You are viewing a plain text version of this content. The canonical link for it is here.
Posted to commits@linkis.apache.org by ra...@apache.org on 2023/03/08 06:41:57 UTC
[linkis] branch dev-1.4.0 updated: [feat]Support spark3.3+ and spark2.2- compile (#4301)
This is an automated email from the ASF dual-hosted git repository.
rarexixi pushed a commit to branch dev-1.4.0
in repository https://gitbox.apache.org/repos/asf/linkis.git
The following commit(s) were added to refs/heads/dev-1.4.0 by this push:
new 2c5abd7a0 [feat]Support spark3.3+ and spark2.2- compile (#4301)
2c5abd7a0 is described below
commit 2c5abd7a0504db7b2ef5c34a2e43257c66d783c0
Author: GuoPhilipse <46...@users.noreply.github.com>
AuthorDate: Wed Mar 8 14:41:49 2023 +0800
[feat]Support spark3.3+ and spark2.2- compile (#4301)
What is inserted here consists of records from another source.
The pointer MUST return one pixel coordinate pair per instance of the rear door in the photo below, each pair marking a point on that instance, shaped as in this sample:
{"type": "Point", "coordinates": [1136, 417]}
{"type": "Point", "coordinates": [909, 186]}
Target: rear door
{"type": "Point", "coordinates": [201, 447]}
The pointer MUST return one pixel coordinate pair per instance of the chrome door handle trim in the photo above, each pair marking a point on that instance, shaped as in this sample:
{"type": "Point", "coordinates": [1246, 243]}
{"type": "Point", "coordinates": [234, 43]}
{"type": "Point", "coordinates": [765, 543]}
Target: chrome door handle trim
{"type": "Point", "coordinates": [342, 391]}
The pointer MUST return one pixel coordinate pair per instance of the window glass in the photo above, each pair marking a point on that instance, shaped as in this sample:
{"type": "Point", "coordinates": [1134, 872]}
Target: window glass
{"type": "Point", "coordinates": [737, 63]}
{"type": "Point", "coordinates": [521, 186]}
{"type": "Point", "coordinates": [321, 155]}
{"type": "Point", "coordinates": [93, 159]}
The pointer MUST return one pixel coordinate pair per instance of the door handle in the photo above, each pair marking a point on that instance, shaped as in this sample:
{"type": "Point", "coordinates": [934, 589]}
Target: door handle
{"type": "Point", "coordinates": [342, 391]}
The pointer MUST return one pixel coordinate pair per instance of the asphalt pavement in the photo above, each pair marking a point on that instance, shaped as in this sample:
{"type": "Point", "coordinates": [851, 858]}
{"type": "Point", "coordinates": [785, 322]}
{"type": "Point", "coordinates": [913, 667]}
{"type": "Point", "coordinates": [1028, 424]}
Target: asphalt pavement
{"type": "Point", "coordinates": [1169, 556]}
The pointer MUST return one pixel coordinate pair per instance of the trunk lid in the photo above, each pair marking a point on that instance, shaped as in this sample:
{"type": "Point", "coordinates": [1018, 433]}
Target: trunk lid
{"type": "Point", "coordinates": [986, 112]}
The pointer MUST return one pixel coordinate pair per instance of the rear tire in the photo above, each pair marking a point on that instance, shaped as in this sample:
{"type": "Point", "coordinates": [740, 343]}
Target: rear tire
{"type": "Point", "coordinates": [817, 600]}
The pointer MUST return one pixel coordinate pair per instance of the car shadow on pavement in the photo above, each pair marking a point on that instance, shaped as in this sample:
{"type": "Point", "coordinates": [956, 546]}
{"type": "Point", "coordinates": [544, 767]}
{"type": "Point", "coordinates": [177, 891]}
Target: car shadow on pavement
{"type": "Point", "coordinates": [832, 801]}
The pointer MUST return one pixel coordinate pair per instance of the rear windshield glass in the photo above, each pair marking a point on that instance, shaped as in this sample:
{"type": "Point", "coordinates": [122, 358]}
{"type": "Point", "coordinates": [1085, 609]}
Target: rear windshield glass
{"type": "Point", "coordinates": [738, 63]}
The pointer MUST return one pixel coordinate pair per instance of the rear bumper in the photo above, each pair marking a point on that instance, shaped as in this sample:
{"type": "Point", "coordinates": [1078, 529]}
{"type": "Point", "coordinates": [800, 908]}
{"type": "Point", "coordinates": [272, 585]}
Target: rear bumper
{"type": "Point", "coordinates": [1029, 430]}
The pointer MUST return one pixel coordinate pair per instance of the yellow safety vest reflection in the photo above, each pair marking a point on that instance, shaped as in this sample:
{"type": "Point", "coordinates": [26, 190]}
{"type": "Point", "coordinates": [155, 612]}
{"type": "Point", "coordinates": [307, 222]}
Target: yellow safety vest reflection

* Support spark3.3+ and spark2.2- compile
* fix unknown dependency
* improve code
* remove unused dependency
* remove unused dependency for hive sink
---------
Co-authored-by: gf13871 <gf...@ly.com>
---
linkis-engineconn-plugins/spark/pom.xml | 10 ++++++++++
.../engineplugin/spark/datacalc/sink/HiveSink.scala | 16 ++++++++--------
.../engineplugin/spark/datacalc/sink/JdbcSink.scala | 16 ++++++++++++----
tool/dependencies/known-dependencies.txt | 1 +
4 files changed, 31 insertions(+), 12 deletions(-)
diff --git a/linkis-engineconn-plugins/spark/pom.xml b/linkis-engineconn-plugins/spark/pom.xml
index c7993b28d..a5e7523d0 100644
--- a/linkis-engineconn-plugins/spark/pom.xml
+++ b/linkis-engineconn-plugins/spark/pom.xml
@@ -180,12 +180,22 @@
<artifactId>linkis-rpc</artifactId>
<version>${project.version}</version>
</dependency>
+ <dependency>
+ <groupId>net.sf.py4j</groupId>
+ <artifactId>py4j</artifactId>
+ <version>0.10.7</version>
+ <scope>provided</scope>
+ </dependency>
<dependency>
<groupId>org.apache.spark</groupId>
<artifactId>spark-core_${scala.binary.version}</artifactId>
<version>${spark.version}</version>
<scope>provided</scope>
<exclusions>
+ <exclusion>
+ <groupId>net.sf.py4j</groupId>
+ <artifactId>py4j</artifactId>
+ </exclusion>
<exclusion>
<groupId>org.apache.hadoop</groupId>
<artifactId>hadoop-common</artifactId>
diff --git a/linkis-engineconn-plugins/spark/src/main/scala/org/apache/linkis/engineplugin/spark/datacalc/sink/HiveSink.scala b/linkis-engineconn-plugins/spark/src/main/scala/org/apache/linkis/engineplugin/spark/datacalc/sink/HiveSink.scala
index 8ba618776..1a81d6537 100644
--- a/linkis-engineconn-plugins/spark/src/main/scala/org/apache/linkis/engineplugin/spark/datacalc/sink/HiveSink.scala
+++ b/linkis-engineconn-plugins/spark/src/main/scala/org/apache/linkis/engineplugin/spark/datacalc/sink/HiveSink.scala
@@ -24,14 +24,11 @@ import org.apache.linkis.engineplugin.spark.errorcode.SparkErrorCodeSummary
import org.apache.commons.lang3.StringUtils
import org.apache.spark.sql._
-import org.apache.spark.sql.catalyst.catalog.HiveTableRelation
import org.apache.spark.sql.execution.datasources.{HadoopFsRelation, LogicalRelation}
import org.apache.spark.sql.functions.col
import org.apache.spark.sql.sources.DataSourceRegister
import org.apache.spark.sql.types.StructField
-import org.slf4j.{Logger, LoggerFactory}
-
class HiveSink extends DataCalcSink[HiveSinkConfig] with Logging {
def output(spark: SparkSession, ds: Dataset[Row]): Unit = {
@@ -122,7 +119,9 @@ class HiveSink extends DataCalcSink[HiveSinkConfig] with Logging {
logFields(sourceFields, targetFields)
throw new HiveSinkException(
SparkErrorCodeSummary.DATA_CALC_COLUMN_NUM_NOT_MATCH.getErrorCode,
- s"$targetTable requires that the data to be inserted have the same number of columns as the target table: target table has ${targetFields.length} column(s) but the inserted data has ${sourceFields.length} column(s)"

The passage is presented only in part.